Heat is available at a rate of \( 2 \, \text{kW} \) from a thermal reservoir at \( 400 \, \text{K} \). A two-stage process harnesses this heat to produce power. Stages 1 and 2 reject heat at \( 360 \, \text{K} \) and \( 300 \, \text{K} \), respectively. Stage 2 is driven by the heat rejected by Stage 1. If the overall process efficiency is \( 50\% \) of the corresponding Carnot efficiency, the power delivered by the process, in \( \text{kW} \), rounded off to 2 decimal places, is:

Hint:

For multi-stage Carnot engines, calculate the effective Carnot efficiency and account for the actual efficiency percentage to find the power delivered.

Answer 1

Step 1: Carnot efficiency for each stage. The Carnot efficiency for a heat engine is given by: \[ \eta_\text{Carnot} = 1 - \frac{T_\text{cold}}{T_\text{hot}}, \] where \( T_\text{hot} \) and \( T_\text{cold} \) are the source and sink temperatures, respectively. 1. For Stage 1: \[ \eta_1 = 1 - \frac{360}{400} = 0.1 \, \text{(10\%)}. \] 2. For Stage 2: \[ \eta_2 = 1 - \frac{300}{360} = 0.167 \, \text{(16.7\%)}. \] Step 2: Effective Carnot efficiency of the process.
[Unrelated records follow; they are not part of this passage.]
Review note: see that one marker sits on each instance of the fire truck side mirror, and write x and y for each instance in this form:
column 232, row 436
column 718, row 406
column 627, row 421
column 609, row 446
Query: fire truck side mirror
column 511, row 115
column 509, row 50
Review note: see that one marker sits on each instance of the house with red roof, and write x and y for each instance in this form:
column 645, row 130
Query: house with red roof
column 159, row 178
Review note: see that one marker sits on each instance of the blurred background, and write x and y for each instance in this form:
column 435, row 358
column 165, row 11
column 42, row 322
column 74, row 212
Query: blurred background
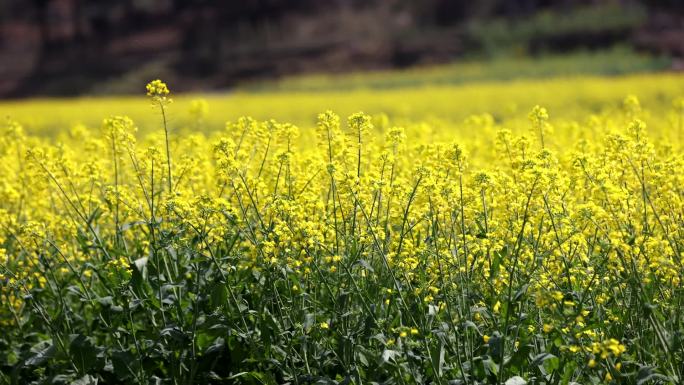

The overall Carnot efficiency is: \[ \eta_\text{overall} = \eta_1 + (1 - \eta_1) \cdot \eta_2. \] Substitute values: \[ \eta_\text{overall} = 0.1 + (1 - 0.1) \cdot 0.167 = 0.1 + 0.9 \cdot 0.167 = 0.1 + 0.1503 = 0.2503 \, \text{(25.03\%)}. \] Step 3: Actual efficiency. The actual process efficiency is \( 50\% \) of the Carnot efficiency: \[ \eta_\text{actual} = 0.5 \cdot 0.2503 = 0.12515 \, \text{(12.52\%)}. \] Step 4: Power delivered by the process. The power delivered by the process is: \[ P = \eta_\text{actual} \cdot \text{Heat input}. \] Substitute \( \eta_\text{actual} = 0.12515 \) and \( \text{Heat input} = 2 \, \text{kW} \): \[ P = 0.12515 \cdot 2 = 0.25 \, \text{kW}. \] Step 5: Conclusion. The power delivered by the process is \( 0.25 \, \text{kW} \).